A continuación se implementan principalmente dos alternativas para resolver el siguiente problema de clasificación binaria:

> Desarrollar un modelo que reciba un vector de características y retorne la etiqueta, indicando si hay o no una persona.

A continuación se importan los datos necesarios, los cuales fueron obtenidos desde el repositorio: https://github.com/carolinahiguera/ConvocatoriaSinfonIAUniandes.git


In [19]:
from google.colab import drive
drive.mount('/content/drive')

import pandas as pd
import numpy as np

import matplotlib.pyplot as plt
from tqdm import tqdm

from sklearn.model_selection import train_test_split
from sklearn.linear_model import LogisticRegression

from sklearn.metrics import accuracy_score
from sklearn.neural_network import MLPClassifier

Drive already mounted at /content/drive; to attempt to forcibly remount, call drive.mount("/content/drive", force_remount=True).


In [20]:
cols = ['x1', 'x2', 'x3', 'x4', 'x5', 'x6', 'x7', 'x8', 'x9', 'x10', 'x11', 'x12', 'x13', 'x14', 'x15', 'x16', 'x17', 'x18', 'x19', 'x20', 'x21', 'x22', 'x23', 'x24', 'x25', 'x26', 'x27', 'x28']

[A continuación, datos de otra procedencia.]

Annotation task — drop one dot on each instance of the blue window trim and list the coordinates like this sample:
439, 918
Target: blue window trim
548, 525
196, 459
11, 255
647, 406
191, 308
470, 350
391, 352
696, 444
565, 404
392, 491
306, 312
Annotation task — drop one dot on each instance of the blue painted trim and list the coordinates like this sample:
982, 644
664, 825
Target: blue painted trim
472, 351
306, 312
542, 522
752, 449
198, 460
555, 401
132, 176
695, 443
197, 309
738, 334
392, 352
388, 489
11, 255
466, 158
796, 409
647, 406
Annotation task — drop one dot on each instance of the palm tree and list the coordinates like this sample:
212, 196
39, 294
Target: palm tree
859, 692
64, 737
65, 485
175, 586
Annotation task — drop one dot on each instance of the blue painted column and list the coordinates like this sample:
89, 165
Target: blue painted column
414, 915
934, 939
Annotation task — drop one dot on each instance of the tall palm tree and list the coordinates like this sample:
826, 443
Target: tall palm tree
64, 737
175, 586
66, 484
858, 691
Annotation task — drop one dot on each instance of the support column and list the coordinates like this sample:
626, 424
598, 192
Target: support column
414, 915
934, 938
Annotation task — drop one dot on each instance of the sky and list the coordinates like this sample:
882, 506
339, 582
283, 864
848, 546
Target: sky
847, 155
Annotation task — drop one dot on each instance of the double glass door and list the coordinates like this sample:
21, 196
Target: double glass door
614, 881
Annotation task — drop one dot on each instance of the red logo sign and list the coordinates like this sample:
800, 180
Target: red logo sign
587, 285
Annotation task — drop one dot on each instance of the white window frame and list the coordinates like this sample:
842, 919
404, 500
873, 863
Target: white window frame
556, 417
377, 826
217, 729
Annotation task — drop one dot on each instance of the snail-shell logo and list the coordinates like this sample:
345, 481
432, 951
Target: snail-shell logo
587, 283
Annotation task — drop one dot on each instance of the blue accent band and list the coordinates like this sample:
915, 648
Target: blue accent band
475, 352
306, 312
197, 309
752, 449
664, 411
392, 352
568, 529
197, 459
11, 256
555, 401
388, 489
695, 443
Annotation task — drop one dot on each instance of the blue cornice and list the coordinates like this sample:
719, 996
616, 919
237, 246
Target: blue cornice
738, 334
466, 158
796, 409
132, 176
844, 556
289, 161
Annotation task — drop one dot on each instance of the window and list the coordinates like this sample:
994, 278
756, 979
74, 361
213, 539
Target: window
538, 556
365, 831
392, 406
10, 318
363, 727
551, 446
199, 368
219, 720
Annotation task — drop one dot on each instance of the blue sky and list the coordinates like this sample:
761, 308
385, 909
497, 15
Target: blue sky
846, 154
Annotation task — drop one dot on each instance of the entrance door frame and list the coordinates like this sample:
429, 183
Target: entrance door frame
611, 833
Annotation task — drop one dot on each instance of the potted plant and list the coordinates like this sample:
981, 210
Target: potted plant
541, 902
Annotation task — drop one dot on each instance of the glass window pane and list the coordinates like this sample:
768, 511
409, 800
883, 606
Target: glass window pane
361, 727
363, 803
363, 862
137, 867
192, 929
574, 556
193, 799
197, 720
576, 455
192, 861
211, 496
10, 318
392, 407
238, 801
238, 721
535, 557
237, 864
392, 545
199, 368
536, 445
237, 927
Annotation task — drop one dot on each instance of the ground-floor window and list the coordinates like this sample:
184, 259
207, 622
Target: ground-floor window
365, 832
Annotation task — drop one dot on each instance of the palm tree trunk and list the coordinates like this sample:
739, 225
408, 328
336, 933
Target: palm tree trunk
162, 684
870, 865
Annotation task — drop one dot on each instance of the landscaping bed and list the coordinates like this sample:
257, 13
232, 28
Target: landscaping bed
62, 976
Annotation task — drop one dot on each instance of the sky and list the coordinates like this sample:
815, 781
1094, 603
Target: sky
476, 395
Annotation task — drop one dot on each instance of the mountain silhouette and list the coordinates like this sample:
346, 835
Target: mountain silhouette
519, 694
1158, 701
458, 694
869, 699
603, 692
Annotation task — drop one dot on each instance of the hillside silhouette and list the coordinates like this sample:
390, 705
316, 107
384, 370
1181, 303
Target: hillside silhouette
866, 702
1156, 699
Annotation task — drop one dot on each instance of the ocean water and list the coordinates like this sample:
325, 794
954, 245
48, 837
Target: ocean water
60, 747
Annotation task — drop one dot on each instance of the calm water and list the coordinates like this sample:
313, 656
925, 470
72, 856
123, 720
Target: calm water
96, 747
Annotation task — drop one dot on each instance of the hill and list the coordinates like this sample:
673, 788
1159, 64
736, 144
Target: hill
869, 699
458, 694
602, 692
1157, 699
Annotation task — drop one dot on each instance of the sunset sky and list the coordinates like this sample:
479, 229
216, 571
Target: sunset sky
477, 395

xTrain_df = pd.read_csv('/content/drive/My Drive/ConvocatoriaSinfonIAUniandes/reto3/DataTrain.csv', names=cols)
yTrain_df = pd.read_csv('/content/drive/My Drive/ConvocatoriaSinfonIAUniandes/reto3/LabelsTrain.csv', names=['y'])

xTrain, xVal, yTrain, yVal = train_test_split(xTrain_df.values, yTrain_df.values, test_size = 0.2)
yTrain = np.ravel(yTrain)
yVal = np.ravel(yVal)

# Regresión Logística

En primer lugar, se realizó una prueba preliminar aplicando un modelo de regresión logística.

In [21]:
clf = LogisticRegression(class_weight='balanced')
clf.fit(xTrain, yTrain)
clf.score(xVal, yVal)

STOP: TOTAL NO. of ITERATIONS REACHED LIMIT.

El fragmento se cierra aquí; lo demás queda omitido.